Role for dysregulated iron in the pathogenesis of murine models of lung disease

Abstract

Abstract Altered iron levels and/or dysregulated iron homeostasis have been associated with a number of lung diseases, however, the mechanisms that underpin these associations, and whether iron plays a role in the pathogenesis of disease, are yet to be fully elucidated. In this study, systemic and pulmonary iron and lung structure and function were assessed in transferrin receptor (TFR)2 mutant and wild-type (WT) BALB/c mice fed a high-iron diet (containing 2% carbonyl iron) compared to normal diet controls, respectively. The effects of increased iron loading on murine models of ovalbumin- and house dust mite-induced allergic airways disease (AAD) were also assessed.
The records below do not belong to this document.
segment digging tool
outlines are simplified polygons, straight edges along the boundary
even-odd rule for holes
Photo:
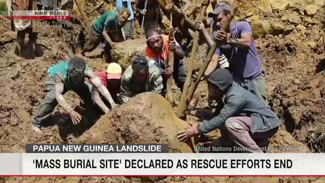
[[[231,15],[227,17],[225,22],[223,23],[223,25],[222,25],[222,27],[220,29],[220,30],[226,31],[226,30],[229,29],[229,24],[230,23],[231,21],[234,18],[235,13],[237,11],[238,8],[239,8],[239,7],[241,6],[243,4],[242,4],[239,6],[237,6],[235,7],[234,9],[234,11],[232,13]],[[208,53],[208,55],[207,55],[207,57],[205,59],[204,63],[203,63],[203,64],[202,65],[202,66],[201,67],[201,68],[200,69],[200,70],[199,71],[199,74],[197,79],[196,79],[195,80],[193,81],[193,82],[192,82],[191,86],[189,88],[189,89],[188,90],[188,93],[187,94],[187,104],[192,99],[192,97],[193,97],[193,95],[194,94],[194,92],[195,92],[195,90],[197,89],[197,87],[199,85],[199,83],[200,83],[200,81],[201,81],[200,78],[202,78],[202,76],[203,76],[203,74],[205,72],[205,70],[207,69],[207,68],[209,65],[209,64],[211,60],[211,58],[212,58],[212,56],[213,56],[213,54],[214,53],[215,50],[216,49],[217,47],[219,46],[219,44],[220,44],[220,42],[217,41],[214,43],[213,45],[212,45],[211,48],[210,49],[210,50],[209,51],[209,53]]]
[[[86,26],[87,26],[87,28],[90,27],[90,25],[89,24],[89,23],[87,21],[87,18],[86,18],[86,15],[85,14],[85,12],[83,11],[83,10],[82,9],[82,8],[81,8],[81,6],[80,6],[79,1],[78,0],[74,0],[74,1],[75,1],[75,3],[76,3],[76,5],[77,5],[78,9],[79,10],[79,12],[80,12],[80,14],[82,16],[82,19],[83,19],[83,21],[85,22],[85,24],[86,24]]]
[[[115,4],[114,3],[113,0],[110,0],[110,2],[111,3],[111,5],[112,5],[110,8],[111,11],[113,11],[117,12],[117,9],[116,9],[116,7],[115,6]],[[125,40],[125,31],[124,30],[123,27],[122,27],[122,28],[121,29],[121,33],[122,34],[122,36],[123,37],[123,40]]]
[[[202,6],[202,8],[201,9],[200,15],[196,20],[196,22],[202,21],[203,16],[204,16],[204,13],[207,10],[207,6],[206,5]],[[186,76],[186,79],[185,80],[184,86],[183,87],[183,93],[182,93],[182,95],[181,96],[180,101],[179,102],[179,104],[178,105],[177,110],[176,110],[176,115],[179,118],[183,116],[183,114],[186,110],[186,106],[187,106],[187,104],[188,104],[189,102],[189,101],[187,101],[186,100],[186,95],[187,95],[187,90],[191,84],[193,61],[194,60],[195,53],[198,49],[198,43],[199,43],[199,37],[200,32],[199,30],[196,30],[193,38],[193,46],[192,47],[192,50],[191,50],[191,56],[188,60],[187,75]]]
[[[144,9],[147,9],[147,4],[148,4],[148,0],[146,0],[146,2],[144,3]],[[141,35],[141,38],[143,36],[143,24],[144,23],[144,17],[145,15],[142,15],[142,22],[141,23],[141,32],[140,33],[140,35]]]

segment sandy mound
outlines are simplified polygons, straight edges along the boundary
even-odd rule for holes
[[[164,110],[162,110],[162,109]],[[189,127],[178,118],[162,97],[150,92],[137,95],[103,116],[77,141],[85,143],[166,143],[170,152],[192,152],[193,143],[180,142],[177,131]]]

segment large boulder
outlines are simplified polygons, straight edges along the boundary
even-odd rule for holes
[[[129,57],[136,51],[144,52],[147,43],[146,38],[128,40],[118,43],[111,50],[111,55],[114,62],[126,69],[131,65]]]
[[[101,117],[77,142],[81,143],[168,144],[170,152],[193,152],[194,140],[186,143],[177,132],[190,127],[175,115],[171,104],[160,95],[149,92]]]

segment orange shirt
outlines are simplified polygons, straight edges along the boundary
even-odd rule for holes
[[[168,64],[168,56],[169,54],[169,49],[168,49],[169,38],[168,36],[167,35],[161,35],[161,37],[162,37],[163,41],[161,51],[160,53],[156,53],[147,46],[145,50],[145,55],[147,59],[153,59],[157,62],[159,66],[161,64],[161,62],[162,62],[162,64],[166,65],[165,67],[166,67]],[[176,46],[179,46],[179,44],[175,39],[174,41]]]

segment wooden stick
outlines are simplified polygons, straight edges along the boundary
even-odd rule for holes
[[[82,16],[82,19],[83,19],[83,21],[84,21],[86,26],[87,26],[87,28],[90,27],[90,25],[89,24],[88,21],[87,21],[87,18],[86,18],[87,17],[86,16],[86,15],[85,14],[85,12],[83,11],[83,10],[82,9],[82,8],[81,8],[81,6],[80,6],[80,4],[79,4],[79,2],[78,1],[78,0],[75,0],[75,3],[76,3],[76,5],[77,5],[78,9],[79,10],[79,12],[80,12],[80,14]]]
[[[148,0],[146,0],[146,2],[144,3],[144,9],[146,10],[147,9],[147,4],[148,3]],[[144,23],[144,17],[145,17],[145,15],[142,15],[142,22],[141,23],[141,32],[140,33],[140,35],[141,35],[141,38],[142,38],[142,36],[143,36],[143,24]]]
[[[177,8],[177,7],[176,7],[175,5],[174,4],[173,5],[173,7],[171,10],[167,10],[166,8],[167,3],[165,2],[165,0],[157,0],[157,1],[159,3],[159,5],[160,5],[160,9],[164,12],[164,14],[165,15],[166,15],[167,17],[169,17],[170,16],[169,14],[171,13],[171,12],[175,16],[180,17],[181,17],[181,16],[183,16],[182,15],[182,13],[181,12],[181,10],[178,8]],[[189,18],[188,18],[186,15],[184,16],[184,26],[187,29],[190,28],[193,31],[196,30],[195,27],[194,27],[194,23],[192,21],[192,20],[191,20]],[[180,24],[180,25],[177,25],[177,26],[178,26],[179,27],[181,27]]]
[[[232,20],[233,19],[233,18],[234,18],[234,13],[235,12],[236,12],[238,8],[239,7],[236,7],[235,8],[234,8],[234,11],[232,13],[231,15],[227,17],[226,21],[225,22],[224,22],[224,23],[222,25],[222,27],[220,29],[220,30],[226,31],[226,30],[229,29],[228,28],[229,26],[229,24],[230,23]],[[211,58],[212,58],[212,56],[213,56],[214,52],[215,51],[215,50],[216,49],[217,47],[219,46],[219,44],[220,43],[219,42],[216,41],[215,43],[214,43],[213,45],[212,45],[210,50],[209,51],[209,53],[208,53],[208,55],[207,55],[207,57],[205,59],[204,63],[203,63],[203,64],[202,65],[202,66],[201,67],[201,68],[200,69],[200,70],[199,71],[199,74],[198,74],[198,78],[194,81],[193,81],[193,82],[192,82],[191,86],[189,88],[189,89],[188,90],[188,94],[187,94],[187,101],[188,101],[187,102],[189,102],[189,101],[190,101],[192,99],[192,97],[193,97],[193,95],[194,94],[194,92],[195,92],[195,90],[197,89],[197,87],[199,85],[199,83],[200,83],[200,81],[201,81],[200,79],[203,76],[203,74],[204,74],[205,70],[207,69],[207,68],[209,65],[209,64],[211,61]]]
[[[204,16],[204,13],[207,10],[207,6],[206,5],[202,6],[201,11],[200,15],[197,18],[196,20],[196,22],[201,22],[203,19],[203,16]],[[177,106],[177,110],[176,110],[176,115],[179,118],[183,116],[185,111],[186,110],[186,107],[188,104],[188,102],[186,100],[186,95],[187,95],[187,90],[189,87],[189,85],[191,84],[191,79],[192,76],[192,69],[193,67],[193,61],[194,60],[194,57],[195,56],[195,53],[198,49],[198,43],[199,43],[199,38],[200,36],[200,32],[198,30],[195,31],[194,37],[193,38],[193,46],[192,47],[192,50],[191,50],[190,57],[188,60],[188,69],[187,69],[187,75],[186,76],[186,79],[185,80],[184,83],[184,86],[183,87],[183,92],[181,96],[180,101],[179,104]]]

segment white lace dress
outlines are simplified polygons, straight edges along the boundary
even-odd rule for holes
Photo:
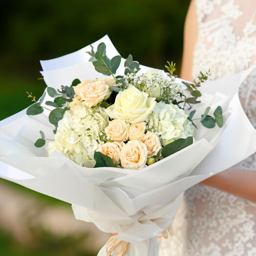
[[[193,76],[211,79],[240,72],[256,60],[256,0],[196,0],[199,35]],[[240,89],[244,108],[256,127],[256,70]],[[256,170],[256,154],[238,165]],[[186,192],[172,225],[161,238],[159,256],[256,256],[256,203],[202,185]]]

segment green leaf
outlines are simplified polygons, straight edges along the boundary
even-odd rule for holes
[[[127,57],[127,59],[125,62],[125,67],[129,67],[133,62],[133,59],[132,58],[132,55],[129,54],[129,56]]]
[[[48,92],[49,95],[51,97],[54,97],[58,94],[56,90],[55,90],[55,89],[52,87],[47,87],[47,92]]]
[[[137,71],[138,71],[140,68],[140,64],[138,62],[133,62],[129,66],[129,68],[130,69],[134,69],[136,68],[137,69]]]
[[[28,115],[36,115],[43,112],[43,108],[40,106],[40,104],[35,103],[28,107],[27,109],[26,114]]]
[[[193,143],[193,137],[188,137],[186,139],[178,139],[167,145],[162,150],[162,155],[165,158],[178,151],[185,149]]]
[[[92,63],[93,65],[96,66],[104,66],[106,65],[108,67],[110,66],[110,60],[107,56],[100,57],[99,60]]]
[[[215,127],[216,122],[214,119],[209,116],[207,115],[205,118],[201,121],[202,124],[206,128],[212,128]]]
[[[195,124],[194,123],[194,121],[189,116],[188,117],[188,120],[191,122],[191,123],[192,123],[192,125],[193,127],[194,127],[196,129],[197,128],[197,127],[195,125]]]
[[[70,87],[66,86],[65,87],[65,90],[66,91],[66,94],[67,97],[69,97],[70,99],[73,99],[74,98],[75,93],[72,85]]]
[[[96,66],[95,70],[96,71],[106,76],[110,76],[111,75],[109,69],[106,66]]]
[[[188,103],[191,103],[192,104],[197,104],[200,103],[201,102],[196,100],[196,98],[188,98],[186,100]]]
[[[104,43],[101,43],[97,48],[96,54],[99,54],[101,56],[105,56],[106,54],[106,45]]]
[[[52,101],[46,101],[45,102],[45,105],[48,105],[48,106],[54,107],[58,107],[58,105],[55,102]]]
[[[45,145],[45,140],[38,139],[34,144],[37,148],[41,148]]]
[[[109,87],[109,89],[113,90],[114,91],[115,91],[116,92],[119,92],[120,91],[122,90],[122,89],[120,87],[114,86],[110,86]]]
[[[191,95],[196,97],[201,97],[202,96],[202,94],[199,91],[198,91],[198,90],[194,90],[191,93]]]
[[[211,109],[210,107],[208,107],[206,108],[206,109],[205,109],[205,111],[204,111],[204,114],[202,115],[201,116],[202,118],[201,119],[201,121],[203,120],[205,118],[206,116],[208,114],[208,113],[209,112],[210,109]]]
[[[113,74],[115,74],[121,63],[121,57],[117,55],[113,57],[110,61],[110,69]]]
[[[182,84],[186,86],[187,88],[190,92],[192,92],[193,91],[193,88],[192,87],[192,84],[190,84],[184,81],[182,81]]]
[[[113,160],[108,156],[100,152],[94,153],[94,159],[96,161],[94,168],[98,167],[115,167]]]
[[[41,130],[40,131],[40,134],[41,134],[41,137],[42,139],[45,139],[45,135],[44,135],[44,132],[42,130]]]
[[[81,81],[79,80],[79,79],[78,79],[77,78],[76,79],[75,79],[73,80],[73,82],[72,82],[71,86],[76,86],[77,85],[79,85],[81,83]]]
[[[195,114],[195,110],[192,111],[190,113],[190,114],[189,115],[189,117],[190,117],[190,118],[192,118],[193,116],[194,116],[194,115]]]
[[[215,121],[218,126],[221,128],[223,126],[223,117],[222,116],[222,108],[220,106],[218,106],[216,109],[215,109],[213,115],[215,117]]]
[[[51,124],[58,125],[59,121],[62,119],[65,110],[63,108],[55,108],[53,109],[49,115],[49,121]]]
[[[62,107],[66,103],[66,99],[62,96],[57,97],[54,99],[54,102],[58,107]]]
[[[89,61],[90,62],[96,62],[97,61],[97,59],[94,56],[91,56],[90,59],[89,59]]]

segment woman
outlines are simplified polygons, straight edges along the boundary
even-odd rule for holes
[[[184,36],[182,78],[241,72],[256,62],[256,1],[192,0]],[[240,97],[256,127],[255,69]],[[159,256],[256,256],[256,154],[202,183],[185,192]]]

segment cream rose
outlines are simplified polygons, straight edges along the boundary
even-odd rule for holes
[[[148,157],[156,155],[162,149],[159,137],[155,133],[148,131],[141,141],[146,146],[149,153]]]
[[[149,98],[146,92],[129,85],[117,94],[115,103],[106,111],[111,118],[128,120],[133,124],[146,121],[155,104],[154,98]]]
[[[107,136],[115,141],[126,141],[128,139],[128,126],[122,119],[114,119],[105,128]]]
[[[85,80],[74,89],[76,98],[89,107],[96,106],[109,96],[108,85],[103,81]]]
[[[140,140],[145,134],[146,124],[144,122],[132,124],[129,127],[129,140]]]
[[[103,154],[109,156],[116,166],[120,163],[120,152],[125,144],[122,142],[107,142],[100,146],[99,151]]]
[[[148,149],[146,145],[139,140],[130,140],[122,148],[120,161],[124,168],[141,169],[148,159]]]

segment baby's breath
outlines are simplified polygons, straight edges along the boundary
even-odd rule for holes
[[[141,91],[152,94],[154,90],[159,90],[157,102],[163,101],[167,104],[171,103],[184,90],[182,86],[175,82],[174,79],[166,79],[161,74],[153,73],[151,77],[144,75],[137,75],[134,73],[128,74],[125,79],[126,87],[132,85]]]

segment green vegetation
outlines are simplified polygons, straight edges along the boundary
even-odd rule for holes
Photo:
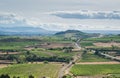
[[[71,68],[71,73],[75,76],[80,75],[106,75],[120,74],[119,64],[103,64],[103,65],[74,65]]]
[[[93,42],[120,42],[120,36],[111,36],[111,37],[102,37],[102,38],[87,38],[84,41],[93,41]]]
[[[80,42],[80,45],[81,45],[82,47],[94,46],[92,41],[81,41],[81,42]]]
[[[11,78],[28,78],[29,75],[35,78],[57,78],[60,67],[60,64],[19,64],[0,69],[0,74],[8,74]]]
[[[95,55],[93,52],[87,52],[82,55],[82,58],[79,60],[79,62],[107,62],[110,61],[109,59],[100,57],[98,55]]]

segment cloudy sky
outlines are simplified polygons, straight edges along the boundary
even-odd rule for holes
[[[120,30],[120,0],[0,0],[0,26]]]

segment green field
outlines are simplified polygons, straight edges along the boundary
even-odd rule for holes
[[[83,41],[93,41],[93,42],[120,42],[120,36],[102,37],[102,38],[87,38]]]
[[[78,62],[107,62],[107,61],[110,60],[95,55],[93,52],[87,52],[82,55],[82,58]]]
[[[60,67],[60,64],[19,64],[0,69],[0,74],[8,74],[11,78],[28,78],[29,75],[35,78],[57,78]]]
[[[120,74],[120,65],[119,64],[74,65],[71,68],[71,73],[75,76]]]

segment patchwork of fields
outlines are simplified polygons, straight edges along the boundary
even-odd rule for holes
[[[2,37],[0,38],[0,75],[9,74],[11,78],[13,76],[28,78],[29,75],[35,78],[58,78],[60,70],[66,67],[69,78],[75,76],[94,78],[96,75],[109,74],[117,74],[117,77],[120,77],[120,63],[100,55],[104,53],[120,57],[120,37],[86,38],[79,43],[82,49],[75,51],[74,41],[60,37]],[[34,62],[40,63],[34,64]],[[11,65],[11,63],[15,64]]]
[[[57,78],[61,64],[19,64],[10,65],[7,68],[0,69],[0,74],[9,74],[20,78],[28,78],[33,75],[35,78],[50,77]]]

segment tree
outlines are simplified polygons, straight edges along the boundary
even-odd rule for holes
[[[34,76],[33,75],[29,75],[29,78],[34,78]]]

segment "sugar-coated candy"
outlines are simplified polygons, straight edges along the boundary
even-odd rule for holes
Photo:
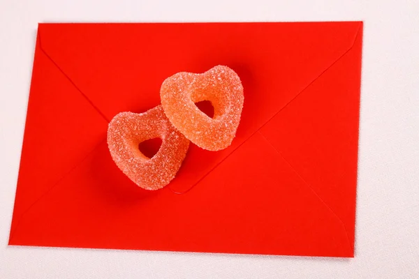
[[[162,140],[159,151],[152,158],[139,149],[140,143]],[[121,112],[109,123],[108,145],[119,169],[138,186],[158,190],[170,182],[184,160],[188,140],[177,131],[159,105],[146,112]]]
[[[178,73],[163,82],[160,97],[172,124],[195,144],[218,151],[231,144],[244,97],[240,79],[230,68],[217,66],[202,74]],[[212,104],[212,119],[195,105],[203,100]]]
Excess iron accumulation was observed in the lungs in both the genetic and diet-induced models of iron overloading. Increased iron levels in the lung were associated with emphysema-like alveolar enlargement, small airways collagen deposition, alterations in baseline lung function and increased airways hyper-responsiveness (AHR). Increased iron loading also resulted in altered type 1, 2 and 17 cytokine production, increased eosinophilic inflammation and severe, steroid-resistant AHR in AAD. Interestingly, AAD also results in altered systemic and pulmonary iron levels and iron regulatory molecule expression. These data show that increased iron levels in the lung results in emphysema and airways fibrosis that corresponds with reduced lung function. We also show that lung disease may be closely associated with changes in iron homeostasis. These models will be used to characterize the interplay between iron and immunity in the pathogenesis of lung disease and determine the therapeutic effectiveness of correcting dysregulated iron homeostasis for the treatment of lung disease.